In the same way, in order to drop duplicate edges, use:

SELECT * FROM cypher('graph', $$ 
MATCH (u:User {name: 'user'})-[e:EDGE]->(v: User1 {name: 'user1'}) WITH e SKIP 1 DELETE e
RETURN e $$) AS (e agtype);
Zainab Saad
  • 728
  • 1
  • 2
  • 8
0

You can use cypher queries to delete the nodes/edges.

Another way could be to try merging the nodes and then removing the data from the merged node you do not require.

Let me know if it works for you.

0

I dont think there is a way to match every duplicate and then delete them, you have to do it manually each dupliate. For example :

postgres=# SELECT * FROM cypher('test_graph', $$ 
CREATE (u:user {name: 'user'}) 
RETURN u $$) AS (u agtype);
                                         u                                         
-----------------------------------------------------------------------------------
 {"id": 1125899906842625, "label": "user", "properties": {"name": "user"}}::vertex
(1 row)

postgres=# SELECT * FROM cypher('test_graph', $$ 
CREATE (u:user {name: 'user'}) 
RETURN u $$) AS (u agtype);
                                         u                                         
-----------------------------------------------------------------------------------
 {"id": 1125899906842626, "label": "user", "properties": {"name": "user"}}::vertex
(1 row)

here we create to identical vertices but as you can see the ID is different so when we want to delete one of them we use :

SELECT * FROM cypher('test_graph', $$ 
MATCH (u) 
WHERE id = 1125899906842625 
DELETE u $$) AS (u agtype);

and with this we delete the specific vertex (or edge) that we want.

0

To carry out this, the distinctive property which is the ID automatically generated by AGE is important.
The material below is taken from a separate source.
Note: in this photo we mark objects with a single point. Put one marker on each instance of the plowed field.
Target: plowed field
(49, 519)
The following query should work for not just one case but several.

SELECT * 
FROM cypher('graph_name', $$
    MATCH (v:User)
    WHERE NOT id = VERTEX_ID
    DETACH DELETE v
$$) as (v agtype);

To avoid such duplicates, the MERGE clause should be utilised.
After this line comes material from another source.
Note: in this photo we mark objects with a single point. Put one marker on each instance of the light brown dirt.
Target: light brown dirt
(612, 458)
According to this, "MERGE does a "select-or-insert" operation that first checks if the data exists in the database. If it exists, then Cypher returns it as is or makes any updates you specify on the existing node or relationship. If the data does not exist, then Cypher will create it with the information you specify."

Tito
  • 289
  • 8
0
  1. First you need to identify the duplicates. and for this task Use this:
MATCH (u:User)

WITH u.name AS name, collect(u) AS duplicates

WHERE size(duplicates) > 1

RETURN duplicates
  1. Secondly you need to decide which vertices or edges need to be kept.
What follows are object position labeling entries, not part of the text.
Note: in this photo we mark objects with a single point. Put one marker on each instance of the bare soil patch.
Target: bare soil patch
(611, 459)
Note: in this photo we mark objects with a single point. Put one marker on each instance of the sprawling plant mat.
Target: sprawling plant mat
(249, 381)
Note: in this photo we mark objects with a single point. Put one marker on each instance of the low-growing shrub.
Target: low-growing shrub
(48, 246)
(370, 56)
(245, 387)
  2. Now delete the vertices/edges, by doing some modification to the previous query.

     MATCH (u:User)
    
     WITH u.name AS name,  collect(u) AS duplicates
    
     WHERE size(duplicates) > 1
    
     WITH duplicates, max(id(u)) AS keepId
    
     UNWIND duplicates AS duplicate
    
     WHERE id(duplicate) <> keepId
    
     DELETE duplicate
    
0

To find duplicate vertices/edges depending on the property value, combine the MATCH clause with the GROUP BY and HAVING clauses.

MATCH (u:User)
WITH u.name AS name, COUNT(u) AS count
WHERE count > 1
RETURN name, count

Once you have located the duplicates, you can use the DELETE clause to eliminate them and the MATCH clause to pick the duplicate vertices and edges.

MATCH (u:User {name: 'dup_name'})  
WITH u LIMIT 1
DELETE u

The LIMIT 1 clause ensures that only one of the duplicate vertices is deleted.